3.2 Weekly Check-In Structure

Each call is approximately 15 minutes, structured around three sections: state update (medications, symptoms, daily weights or glucose), open conversation (the patient's questions and concerns), and plan and education (next-week goals and contextual teaching from clinical guidelines). The state update has fixed structured prompts; the open conversation is unscripted. The guideline-anchored education follows the ADA-recommended DSMES timepoint framework[8] for diabetes and the BEAT-HF[2] patient-education content set for HF.

3.3 Escalation Loop

Three escalation tiers. Routine findings are summarised into the dashboard the care manager reviews the next business day. Escalate findings (deterministic red flag fired or model confidence in absence-of-red-flag below threshold) trigger an RN callback within four hours during business hours, or schedule a clinic visit. 911 findings (acute symptoms matching the deterministic life-threat list — crushing chest pain, severe dyspnea, focal neuro symptoms) trigger immediate instruction to hang up and dial 911 with offer to conference the call.

§ 4 Evaluation Protocol

Table 1. Pharos evaluation metrics.
MetricDefinitionTarget
12-week adherencePatients completing 10+ of 12 weekly calls≥ 80% (Tele-HF baseline ~55%)
Memory recall accuracyAgent correctly recalls previously-discussed facts at week 12≥ 90%
Red-flag recallSensitivity for seeded HF/DM red flags≥ 0.95
Time-to-clinicianMedian time from red-flag detection to clinician contact≤ 4h (business hours)
30-day readmission delta (HF subset)Adjusted readmission rate change vs matched cohortTrend toward reduction
HbA1c change at 6mo (DM subset)Adjusted HbA1c change vs matched cohort−0.4% to −0.6% (MOBILE-comparable[5])
Pass criterion Pharos v0.1 succeeds if 12-week adherence reaches 80% (substantially above Tele-HF's 55% IVR baseline[3]) and red-flag recall ≥ 0.95 in a 200-patient mixed HF/DM pilot. Clinical-outcome targets are secondary in v0.1 and require a v0.2 RCT to test.

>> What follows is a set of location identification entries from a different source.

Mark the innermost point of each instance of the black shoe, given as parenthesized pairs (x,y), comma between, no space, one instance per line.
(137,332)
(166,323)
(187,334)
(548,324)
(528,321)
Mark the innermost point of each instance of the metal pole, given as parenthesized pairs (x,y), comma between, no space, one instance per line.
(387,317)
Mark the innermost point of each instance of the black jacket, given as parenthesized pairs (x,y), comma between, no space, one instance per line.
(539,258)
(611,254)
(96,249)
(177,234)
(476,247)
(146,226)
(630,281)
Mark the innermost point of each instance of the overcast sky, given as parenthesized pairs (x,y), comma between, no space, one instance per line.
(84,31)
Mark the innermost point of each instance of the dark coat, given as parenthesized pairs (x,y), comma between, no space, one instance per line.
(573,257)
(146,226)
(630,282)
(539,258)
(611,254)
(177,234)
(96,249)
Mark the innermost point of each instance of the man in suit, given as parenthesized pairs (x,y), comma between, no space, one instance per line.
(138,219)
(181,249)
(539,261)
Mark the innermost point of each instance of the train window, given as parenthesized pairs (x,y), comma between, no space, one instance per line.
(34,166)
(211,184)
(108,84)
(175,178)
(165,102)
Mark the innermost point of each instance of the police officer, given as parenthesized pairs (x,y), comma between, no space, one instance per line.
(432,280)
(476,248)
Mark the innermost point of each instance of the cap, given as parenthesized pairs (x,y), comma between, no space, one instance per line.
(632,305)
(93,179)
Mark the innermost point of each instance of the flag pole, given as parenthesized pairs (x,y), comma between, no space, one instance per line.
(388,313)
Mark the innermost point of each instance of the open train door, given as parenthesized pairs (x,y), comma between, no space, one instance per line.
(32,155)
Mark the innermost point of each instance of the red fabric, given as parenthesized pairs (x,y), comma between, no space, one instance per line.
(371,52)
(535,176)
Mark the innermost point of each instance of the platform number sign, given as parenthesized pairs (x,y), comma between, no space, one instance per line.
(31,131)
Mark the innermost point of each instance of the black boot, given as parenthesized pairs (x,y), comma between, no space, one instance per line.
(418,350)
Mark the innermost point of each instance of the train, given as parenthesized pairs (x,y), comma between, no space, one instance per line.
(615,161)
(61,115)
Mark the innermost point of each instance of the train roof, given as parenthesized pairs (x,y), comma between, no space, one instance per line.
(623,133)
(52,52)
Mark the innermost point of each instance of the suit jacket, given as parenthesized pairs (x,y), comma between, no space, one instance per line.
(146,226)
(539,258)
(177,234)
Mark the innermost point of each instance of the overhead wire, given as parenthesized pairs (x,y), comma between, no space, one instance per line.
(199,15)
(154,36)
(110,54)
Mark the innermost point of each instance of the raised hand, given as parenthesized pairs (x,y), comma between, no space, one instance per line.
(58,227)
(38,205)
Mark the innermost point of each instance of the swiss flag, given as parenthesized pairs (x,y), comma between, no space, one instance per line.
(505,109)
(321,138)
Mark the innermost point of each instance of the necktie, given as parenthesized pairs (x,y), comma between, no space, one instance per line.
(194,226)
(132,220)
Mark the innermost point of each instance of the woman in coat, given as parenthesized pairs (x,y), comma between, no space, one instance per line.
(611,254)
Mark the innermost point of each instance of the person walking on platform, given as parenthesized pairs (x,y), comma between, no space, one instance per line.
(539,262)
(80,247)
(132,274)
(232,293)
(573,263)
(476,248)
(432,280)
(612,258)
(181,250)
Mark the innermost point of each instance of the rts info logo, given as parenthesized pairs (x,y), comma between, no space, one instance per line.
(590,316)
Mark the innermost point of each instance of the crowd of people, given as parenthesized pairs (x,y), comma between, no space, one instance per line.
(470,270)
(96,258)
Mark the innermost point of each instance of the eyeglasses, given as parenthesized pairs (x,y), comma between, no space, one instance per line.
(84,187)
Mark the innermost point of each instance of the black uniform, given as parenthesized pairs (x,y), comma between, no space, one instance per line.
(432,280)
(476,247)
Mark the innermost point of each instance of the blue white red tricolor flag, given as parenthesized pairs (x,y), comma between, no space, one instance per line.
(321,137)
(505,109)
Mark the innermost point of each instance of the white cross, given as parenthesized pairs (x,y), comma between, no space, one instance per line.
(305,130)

§ 5 Expected Contributions

  1. System. An open long-horizon voice agent with clinician oversight for HF and type-2 diabetes.
  2. Memory architecture demonstration. A concrete clinical instantiation of the MemGPT[12] / Mem0[14] patterns showing what tier holds what facts at what retention.
  3. Adherence finding. A quantitative comparison of voice-first vs IVR adherence at 12 weeks — the design lever that the null-result HF RCTs identify as the failure point.

§ 6 Limitations and Risks

The HF and DM populations differ enough that a single system has to negotiate two distinct red-flag profiles and education pathways; Pharos handles this with condition-specific configuration but the empirical case for the unified architecture is unproven. The clinician dashboard creates new alert burden, and the experience of CDS[11] is that alert fatigue dominates outcome unless escalation discipline holds. Voice-only delivery may exclude patients with hearing impairment, which intersects with the elderly HF population — a SMS-fallback mode is required and is a v0.2 task.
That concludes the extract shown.